Sunday, March 11, 2012 at 4:00PM ILECs, Cable, ISPs Come Together on Symmetric Originating Access
NTCA and Others Send Letter to FCC Explaining Unexpected Shared View
On March 8, 2012 NTCA, NCTA, Cbeyond, Earthlink, Integra Telecom, Frontier, tw telecom, and Windstream wrote to FCC Chairman Julius Genachowski to express their thoughts on the treatment of originating access charges. The group writes, “The undersigned parties do not necessarily share a common view on the appropriate long-term framework for originating access, but we all agree that, consistent with the principle of symmetric treatment established in the CAF Order, the Commission should resolve this dispute by stating that all originating access charges are subject to the same treatment pending further reform.” Considering that many of the undersigned represent polar opposite viewpoints on other aspects of USF/ICC reform, this letter appears to signal a significant industry consensus on one of the important issues that the FCC is likely to rule on in the coming months.
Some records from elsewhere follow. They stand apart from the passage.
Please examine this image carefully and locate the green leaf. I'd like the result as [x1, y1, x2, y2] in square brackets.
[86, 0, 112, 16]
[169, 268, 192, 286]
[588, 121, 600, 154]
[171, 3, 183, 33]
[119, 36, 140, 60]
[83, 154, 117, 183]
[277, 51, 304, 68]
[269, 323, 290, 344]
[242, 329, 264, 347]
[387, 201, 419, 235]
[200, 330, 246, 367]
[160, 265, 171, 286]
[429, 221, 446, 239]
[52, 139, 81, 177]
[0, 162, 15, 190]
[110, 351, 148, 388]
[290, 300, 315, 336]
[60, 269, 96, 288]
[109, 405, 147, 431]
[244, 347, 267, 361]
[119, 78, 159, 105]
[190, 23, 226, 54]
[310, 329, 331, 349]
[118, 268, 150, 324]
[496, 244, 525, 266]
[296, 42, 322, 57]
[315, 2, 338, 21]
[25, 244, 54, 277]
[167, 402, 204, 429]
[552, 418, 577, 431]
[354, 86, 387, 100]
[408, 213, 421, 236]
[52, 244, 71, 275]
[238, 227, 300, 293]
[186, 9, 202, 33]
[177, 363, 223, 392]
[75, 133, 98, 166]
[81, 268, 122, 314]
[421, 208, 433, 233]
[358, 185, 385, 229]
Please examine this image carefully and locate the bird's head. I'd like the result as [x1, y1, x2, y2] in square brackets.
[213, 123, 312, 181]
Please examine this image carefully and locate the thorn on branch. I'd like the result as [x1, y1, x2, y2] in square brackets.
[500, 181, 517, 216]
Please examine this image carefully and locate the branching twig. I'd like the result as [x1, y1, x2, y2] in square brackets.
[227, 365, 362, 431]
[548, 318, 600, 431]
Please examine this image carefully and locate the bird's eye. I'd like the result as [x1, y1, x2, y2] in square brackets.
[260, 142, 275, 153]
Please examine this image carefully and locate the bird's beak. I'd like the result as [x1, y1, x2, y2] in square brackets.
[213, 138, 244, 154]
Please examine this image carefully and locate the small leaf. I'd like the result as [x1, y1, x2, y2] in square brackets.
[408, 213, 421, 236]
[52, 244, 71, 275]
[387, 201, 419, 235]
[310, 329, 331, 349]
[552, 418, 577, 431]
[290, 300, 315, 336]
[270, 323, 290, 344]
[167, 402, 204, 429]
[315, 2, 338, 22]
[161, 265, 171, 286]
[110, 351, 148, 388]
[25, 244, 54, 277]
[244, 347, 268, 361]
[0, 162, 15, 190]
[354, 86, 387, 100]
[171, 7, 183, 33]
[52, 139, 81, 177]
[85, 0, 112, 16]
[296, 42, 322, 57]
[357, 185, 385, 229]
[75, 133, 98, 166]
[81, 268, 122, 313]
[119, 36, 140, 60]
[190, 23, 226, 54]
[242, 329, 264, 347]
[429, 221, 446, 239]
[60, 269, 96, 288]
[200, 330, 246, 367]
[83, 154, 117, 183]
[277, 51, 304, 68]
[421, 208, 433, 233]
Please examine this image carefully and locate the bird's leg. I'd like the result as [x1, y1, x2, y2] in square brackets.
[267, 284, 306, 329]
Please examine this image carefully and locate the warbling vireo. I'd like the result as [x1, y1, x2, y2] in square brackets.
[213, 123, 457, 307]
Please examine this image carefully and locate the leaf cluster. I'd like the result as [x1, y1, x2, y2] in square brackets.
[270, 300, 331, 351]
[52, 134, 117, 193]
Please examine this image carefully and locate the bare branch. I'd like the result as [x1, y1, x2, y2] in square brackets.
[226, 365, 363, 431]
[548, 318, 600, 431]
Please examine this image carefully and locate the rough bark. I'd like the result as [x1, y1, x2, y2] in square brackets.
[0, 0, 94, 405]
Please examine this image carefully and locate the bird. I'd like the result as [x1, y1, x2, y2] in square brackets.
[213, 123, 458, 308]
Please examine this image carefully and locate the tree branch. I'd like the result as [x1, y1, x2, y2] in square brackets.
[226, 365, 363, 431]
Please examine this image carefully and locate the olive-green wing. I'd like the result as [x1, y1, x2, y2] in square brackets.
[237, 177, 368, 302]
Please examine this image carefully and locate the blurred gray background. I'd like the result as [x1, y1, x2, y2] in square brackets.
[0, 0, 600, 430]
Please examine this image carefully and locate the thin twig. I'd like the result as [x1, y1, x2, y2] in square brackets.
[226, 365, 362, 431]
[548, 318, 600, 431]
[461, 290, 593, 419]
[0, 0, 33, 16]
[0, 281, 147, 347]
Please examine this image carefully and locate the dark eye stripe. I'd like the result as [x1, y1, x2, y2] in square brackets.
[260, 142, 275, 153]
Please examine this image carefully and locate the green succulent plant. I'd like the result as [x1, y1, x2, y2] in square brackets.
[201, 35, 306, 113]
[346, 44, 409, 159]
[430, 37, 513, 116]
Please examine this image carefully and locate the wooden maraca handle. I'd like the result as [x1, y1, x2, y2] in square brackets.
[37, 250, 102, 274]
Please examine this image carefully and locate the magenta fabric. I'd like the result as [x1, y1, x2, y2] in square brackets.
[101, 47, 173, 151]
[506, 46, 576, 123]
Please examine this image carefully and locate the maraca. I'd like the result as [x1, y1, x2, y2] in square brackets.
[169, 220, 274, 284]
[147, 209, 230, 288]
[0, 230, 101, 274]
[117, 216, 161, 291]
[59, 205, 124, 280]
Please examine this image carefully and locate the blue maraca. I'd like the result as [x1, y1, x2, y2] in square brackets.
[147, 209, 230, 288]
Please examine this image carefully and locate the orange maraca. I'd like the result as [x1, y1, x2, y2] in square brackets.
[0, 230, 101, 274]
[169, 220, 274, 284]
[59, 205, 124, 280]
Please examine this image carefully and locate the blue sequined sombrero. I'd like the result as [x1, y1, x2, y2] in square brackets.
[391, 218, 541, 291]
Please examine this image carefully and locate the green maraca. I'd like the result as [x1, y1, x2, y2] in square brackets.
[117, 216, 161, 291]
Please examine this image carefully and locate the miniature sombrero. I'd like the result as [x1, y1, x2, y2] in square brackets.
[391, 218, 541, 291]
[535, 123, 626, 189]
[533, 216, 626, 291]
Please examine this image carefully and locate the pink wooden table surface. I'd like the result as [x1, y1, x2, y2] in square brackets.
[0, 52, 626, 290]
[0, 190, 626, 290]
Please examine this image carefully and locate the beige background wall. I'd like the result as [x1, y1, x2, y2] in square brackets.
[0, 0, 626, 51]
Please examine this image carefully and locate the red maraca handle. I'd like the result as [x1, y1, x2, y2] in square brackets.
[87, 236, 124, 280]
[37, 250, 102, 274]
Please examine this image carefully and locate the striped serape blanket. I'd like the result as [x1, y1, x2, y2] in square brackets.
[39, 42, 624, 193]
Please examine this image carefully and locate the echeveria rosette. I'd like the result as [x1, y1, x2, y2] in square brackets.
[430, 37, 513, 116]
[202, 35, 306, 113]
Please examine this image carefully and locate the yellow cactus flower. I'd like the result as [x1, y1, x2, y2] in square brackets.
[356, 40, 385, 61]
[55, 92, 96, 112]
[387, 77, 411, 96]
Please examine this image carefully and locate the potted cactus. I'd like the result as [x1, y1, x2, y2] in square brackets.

Originating access is one of the topics in the second part of the FNPRM, to which comments were filed last month.
The letter continues, “There are numerous advantages to the Commission acting quickly to state that the appropriate jurisdictional originating access rates apply for all traffic and all originating intrastate access traffic will be treated the same prior to the completion of the public comment process that is currently underway. By providing for the symmetrical treatment of originating access in the near term, the Commission will avoid creating further asymmetries between VoIP-PSTN and non-VoIP-PSTN traffic and foreclose what otherwise could be new avenues of arbitrage.” The group asks the FCC to cap intrastate originating access rates at the December 29, 2011 level for price cap carriers and CLECs that benchmark access rates to price cap carriers; and “place no limits on originating access rates for rate-of-return carriers and CLECs that benchmark to rate-of-return carriers.”
In addition to curbing arbitrage and avoiding asymmetries between different types of traffic, the group believes that this approach “would ensure that reforms do not disrupt further broadband investment by incumbents or competitors,” and “defer any need to reexamine access replacement support in response to originating access charge reduction.” In previous comments, NTCA and the Rural Associations urged the FCC not to reduce RLEC originating access rates to zero under a bill-and-keep methodology because the impacts of terminating access reduction and other ICC reforms are still unknown. The Rural Associations argued that RLECs would have a difficult time recovering originating access revenue, which could lead to unpleasant rate increases for customers.